Kedney's desire to teach grew out of her longtime relationship with her teacher, writer Philip Schultz. Schultz founded the well-known Writers Studio in New York 20 years ago. But, Schultz says, he's not looking to replicate the program across the country. The decision to open the first and only Writers Studio site outside of New York was a natural outgrowth of his work with Kedney.
Schultz says he has no doubt Kedney has what it takes to be a good teacher. "She has no quit in her," he says. "The French poet Valery said you don't finish poems; you abandon them. That means you keep going further. You just keep going as deeply as you possibly can. Eleanor has always wanted to go further into her material."
Schultz' own desire to go deeper into his material was one of his reasons for starting the Writers Studio, which began as an experiment while he was still teaching in a university setting and becoming frustrated with some of its limitations, primarily the lack of a unified teaching method. "Most (MFA programs) have a collection of very good writers, and they each teach in their own style," says Schultz. "I don't know of any other program that has a method or philosophy evolved over a long time."

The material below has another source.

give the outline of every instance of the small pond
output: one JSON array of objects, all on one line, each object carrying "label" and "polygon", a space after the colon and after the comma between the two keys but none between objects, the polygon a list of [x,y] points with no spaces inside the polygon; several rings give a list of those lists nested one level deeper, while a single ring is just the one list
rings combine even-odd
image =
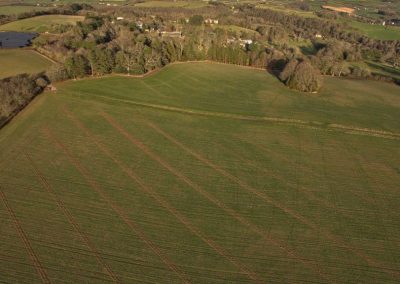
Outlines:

Kristie Atwood agrees. Atwood received an MFA in poetry from the University of Arizona and is now one of nine students in Eleanor Kedney's Level II Tucson Writers Studio class. Atwood says that while she had some very good teachers at the UA, the Writers Studio's very systematic teaching method has given her more tools and more insight into the craft. "I think it is stricter, and it has more form to it," says Atwood. "Just this week, we were talking about grounding characters in a scene. I had a teacher in my MFA program who would say things like if a leaf is falling outside, you put the leaf in your scene. What he was really saying is: Ground your character in a scene."
Another difference students cite is classroom atmosphere. Teresa Shen Swingler is also a student in Kedney's Level II class. Shen Swingler majored in chemistry at the UA, but also took writing classes. "It was very competitive," she says. "People tear apart your writing. I remember walking home crying, because I felt torn to shreds. Here, it feels like everybody wants you to succeed."
That encouraging environment is an integral part of the Writers Studio approach. "I really cared about other writers having an opportunity to have a mentor who wasn't going to let them down," says Kedney. "I had that with Phil. I had my own tough time, and he said, 'I'm not going to abandon you.'"
Kedney says students feel the difference right away. "I find by the third class, people feel the sense of community. It really clicks in that this is a safe environment. We're a good group; this is going to work."
But encouragement does not mean only praise. Students are taught to analyze each other's work based on the Writers Studio method of focusing on specific aspects, such as tone and mood. The classes are designed around exercises that teach students to create a persona narrator as a way of approaching their material.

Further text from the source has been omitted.